Worst-case Nonlinear Regression with Error Bounds
Pith reviewed 2026-05-16 13:38 UTC · model grok-4.3
The pith
An active-learning method trains nonlinear surrogate models to minimize the maximum approximation error while providing explicit worst-case bounds.
A machine-rendered reading of the paper's core claim, the machinery that carries it, and where it could break.
Core claim
By minimizing a smooth L_infinity approximation to the worst-case loss and actively enriching the training set at points of maximum error found through global optimization, surrogate models such as neural networks can be obtained with guaranteed constant or input-dependent worst-case error bounds over the full input domain.
What carries the argument
A smooth L_infinity loss approximation that replaces the nonsmooth minimax objective, paired with global optimization to select new training points at the current maximum residual locations.
If this is right
- Surrogate models achieve minimax optimality in the sense of smallest possible maximum error.
- Explicit error bounds allow certification of approximation quality everywhere in the input space.
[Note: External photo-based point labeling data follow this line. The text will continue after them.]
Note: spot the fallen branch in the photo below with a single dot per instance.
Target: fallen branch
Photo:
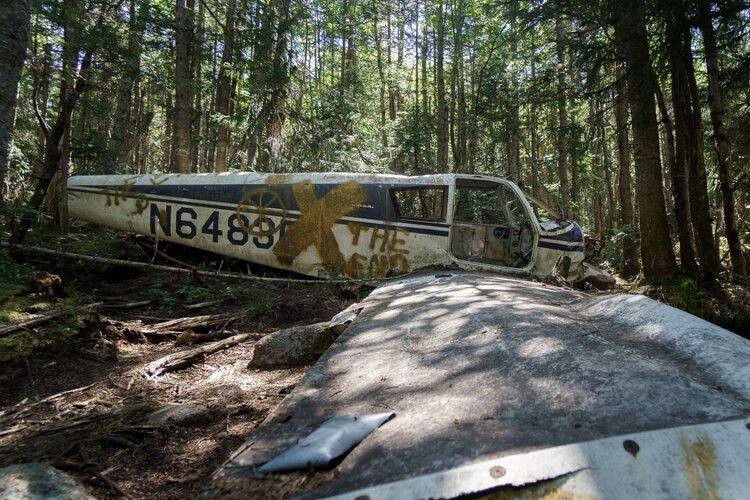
(201, 305)
(5, 330)
(44, 400)
(192, 268)
(186, 358)
(195, 322)
(190, 337)
(95, 417)
(129, 305)
(156, 267)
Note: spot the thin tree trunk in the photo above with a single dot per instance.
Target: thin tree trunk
(223, 92)
(383, 84)
(632, 45)
(280, 90)
(677, 146)
(180, 156)
(53, 153)
(700, 208)
(442, 105)
(122, 121)
(629, 251)
(562, 146)
(15, 17)
(721, 140)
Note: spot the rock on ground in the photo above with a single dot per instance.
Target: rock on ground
(292, 347)
(39, 482)
(179, 414)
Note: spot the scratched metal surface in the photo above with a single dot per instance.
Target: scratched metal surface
(479, 366)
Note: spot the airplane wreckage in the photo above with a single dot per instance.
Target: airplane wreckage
(342, 225)
(460, 383)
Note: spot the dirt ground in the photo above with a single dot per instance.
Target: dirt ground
(81, 406)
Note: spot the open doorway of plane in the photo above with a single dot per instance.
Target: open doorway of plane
(491, 224)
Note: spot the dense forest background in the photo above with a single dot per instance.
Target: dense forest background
(631, 117)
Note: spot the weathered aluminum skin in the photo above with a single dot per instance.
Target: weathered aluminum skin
(485, 371)
(323, 225)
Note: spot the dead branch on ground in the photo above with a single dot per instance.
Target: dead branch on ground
(186, 358)
(5, 330)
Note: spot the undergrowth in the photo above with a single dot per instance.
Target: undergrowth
(726, 303)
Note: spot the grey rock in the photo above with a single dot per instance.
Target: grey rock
(228, 392)
(292, 347)
(179, 414)
(344, 318)
(36, 481)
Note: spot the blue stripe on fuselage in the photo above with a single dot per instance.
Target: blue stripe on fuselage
(378, 205)
(430, 228)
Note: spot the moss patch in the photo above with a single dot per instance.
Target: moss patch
(727, 304)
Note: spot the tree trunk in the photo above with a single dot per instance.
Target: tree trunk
(442, 105)
(515, 139)
(458, 93)
(53, 153)
(223, 92)
(122, 122)
(383, 84)
(629, 252)
(15, 17)
(721, 140)
(677, 142)
(700, 209)
(632, 45)
(180, 156)
(280, 89)
(562, 146)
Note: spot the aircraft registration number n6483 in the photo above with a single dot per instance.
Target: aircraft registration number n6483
(339, 225)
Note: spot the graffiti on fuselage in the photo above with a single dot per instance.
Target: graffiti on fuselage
(261, 218)
(122, 193)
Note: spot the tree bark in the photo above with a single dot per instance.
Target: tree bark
(15, 18)
(700, 208)
(180, 156)
(678, 143)
(279, 91)
(442, 104)
(721, 140)
(53, 152)
(123, 119)
(632, 45)
(223, 92)
(629, 251)
(562, 146)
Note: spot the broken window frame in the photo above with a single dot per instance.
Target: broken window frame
(443, 197)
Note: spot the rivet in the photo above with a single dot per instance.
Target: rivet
(631, 447)
(497, 471)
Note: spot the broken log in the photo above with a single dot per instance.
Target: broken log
(179, 270)
(186, 358)
(196, 322)
(8, 329)
(296, 346)
(128, 305)
(190, 337)
(201, 305)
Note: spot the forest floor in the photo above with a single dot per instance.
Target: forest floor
(74, 392)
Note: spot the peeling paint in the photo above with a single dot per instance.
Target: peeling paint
(699, 454)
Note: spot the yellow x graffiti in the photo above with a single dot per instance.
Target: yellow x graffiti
(318, 217)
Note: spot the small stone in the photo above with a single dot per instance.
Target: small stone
(183, 415)
(227, 392)
(292, 347)
(36, 481)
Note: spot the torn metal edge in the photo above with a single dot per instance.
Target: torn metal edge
(658, 447)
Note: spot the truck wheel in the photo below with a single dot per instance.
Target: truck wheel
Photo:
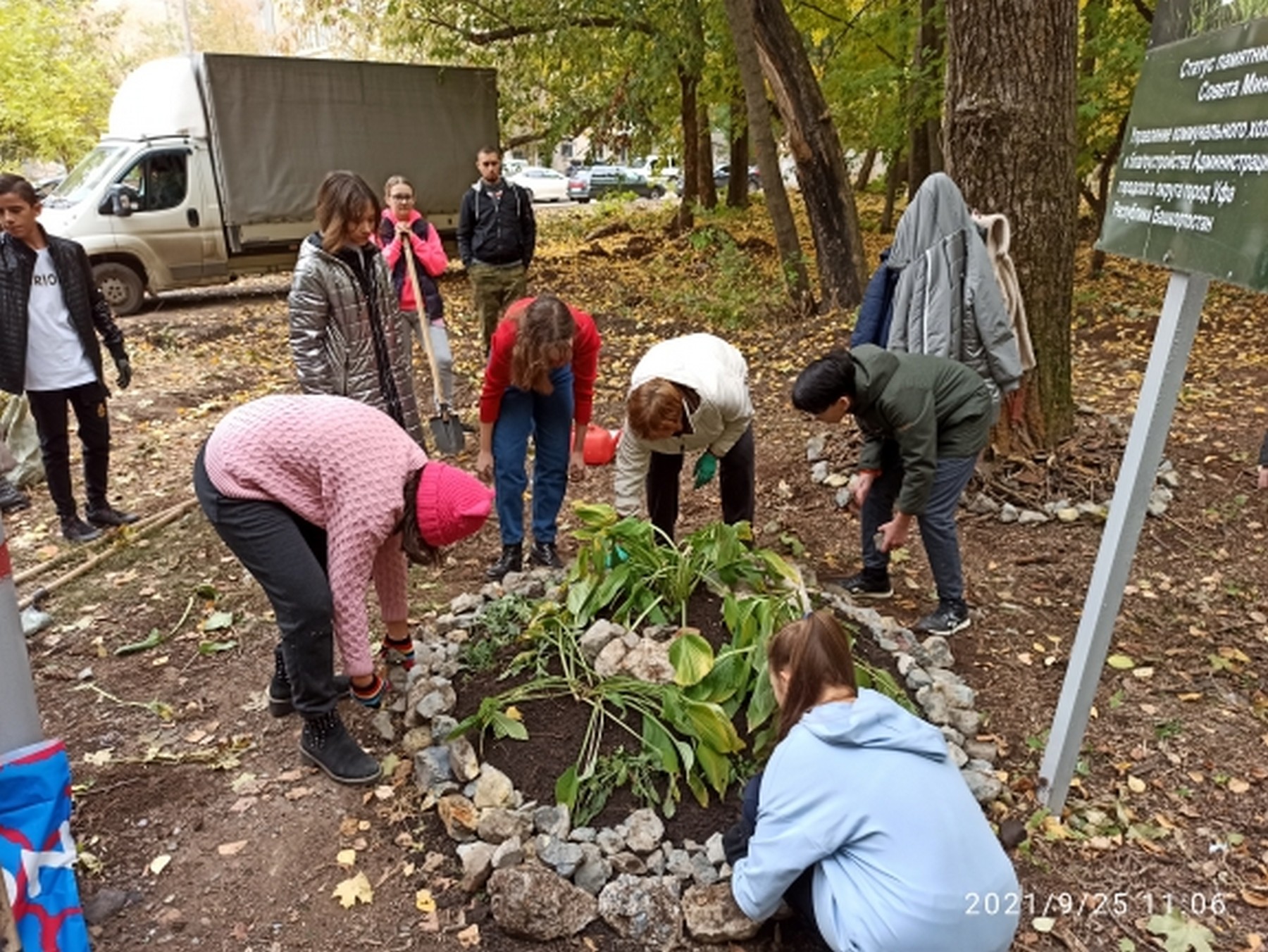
(120, 287)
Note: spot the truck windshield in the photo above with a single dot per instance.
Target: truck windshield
(85, 177)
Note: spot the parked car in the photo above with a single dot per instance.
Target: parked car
(607, 179)
(722, 175)
(578, 185)
(542, 184)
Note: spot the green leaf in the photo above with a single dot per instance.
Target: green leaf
(152, 641)
(567, 787)
(509, 727)
(218, 620)
(656, 738)
(1181, 933)
(691, 657)
(716, 766)
(709, 723)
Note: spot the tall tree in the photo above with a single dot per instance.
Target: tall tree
(56, 79)
(826, 187)
(740, 15)
(1011, 146)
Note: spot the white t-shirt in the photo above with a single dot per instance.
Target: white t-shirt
(55, 353)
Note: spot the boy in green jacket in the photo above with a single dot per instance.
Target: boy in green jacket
(925, 420)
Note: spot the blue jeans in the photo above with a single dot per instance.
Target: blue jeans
(547, 418)
(938, 521)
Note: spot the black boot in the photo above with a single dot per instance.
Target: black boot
(511, 560)
(76, 530)
(12, 499)
(280, 705)
(106, 515)
(326, 743)
(545, 554)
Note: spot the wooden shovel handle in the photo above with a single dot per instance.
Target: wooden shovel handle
(407, 250)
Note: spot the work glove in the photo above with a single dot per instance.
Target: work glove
(735, 841)
(705, 468)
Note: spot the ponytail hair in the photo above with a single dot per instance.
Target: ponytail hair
(814, 653)
(542, 342)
- The method applies directly to approximating uncertain nonlinear dynamics and explicit MPC laws.
- Gradient-based training becomes feasible despite the original nonsmooth loss.
Where Pith is reading between the lines
- Such bounds could enable safer use of learned models in safety-critical control systems.
- The active sampling strategy may require fewer evaluations than passive uniform sampling for the same accuracy.
- Extensions to other surrogate types beyond neural networks are straightforward given the general formulation.
Load-bearing premise
Global optimization must reliably locate the inputs that maximize the current approximation error, and the smoothing must not significantly change the location of the minimax solution.
What would settle it
Running the method on a known nonlinear function where the true maximum-error points are analytically known; if the derived bounds are violated on a test point, the claim fails.
Figures
read the original abstract
We propose an active-learning method for nonlinear minimax regression. Given a nonlinear function that can be arbitrarily evaluated over a compact set, we fit a surrogate model, such as a feedforward neural network, by minimizing the maximum absolute approximation error. To handle the nonsmoothness of this worst-case loss, we introduce a smooth $L_\infty$ approximation that enables efficient gradient-based training. The training set is iteratively enriched by querying points of largest error via global optimization. We also derive constant and input-dependent worst-case error bounds over the entire input domain. The approach is validated on approximations of nonlinear functions and nonconvex sets, uncertain models of nonlinear dynamics, and explicit model predictive control laws. A Python library is available at https://github.com/bemporad/maxfit.
Editorial analysis
A structured set of objections, weighed in public.
Referee Report
Summary. The manuscript proposes an active-learning method for nonlinear minimax regression: a surrogate (e.g., feedforward neural network) is trained by minimizing a smooth L∞ approximation to the maximum absolute error over a compact domain; the training set is iteratively enriched by querying points that maximize |f(x) − ŷ(x)| via global optimization; constant and input-dependent worst-case L∞ error bounds are derived over the entire input domain; the approach is demonstrated on nonlinear function approximation, nonconvex-set approximation, uncertain nonlinear dynamics, and explicit MPC laws, with an accompanying Python library.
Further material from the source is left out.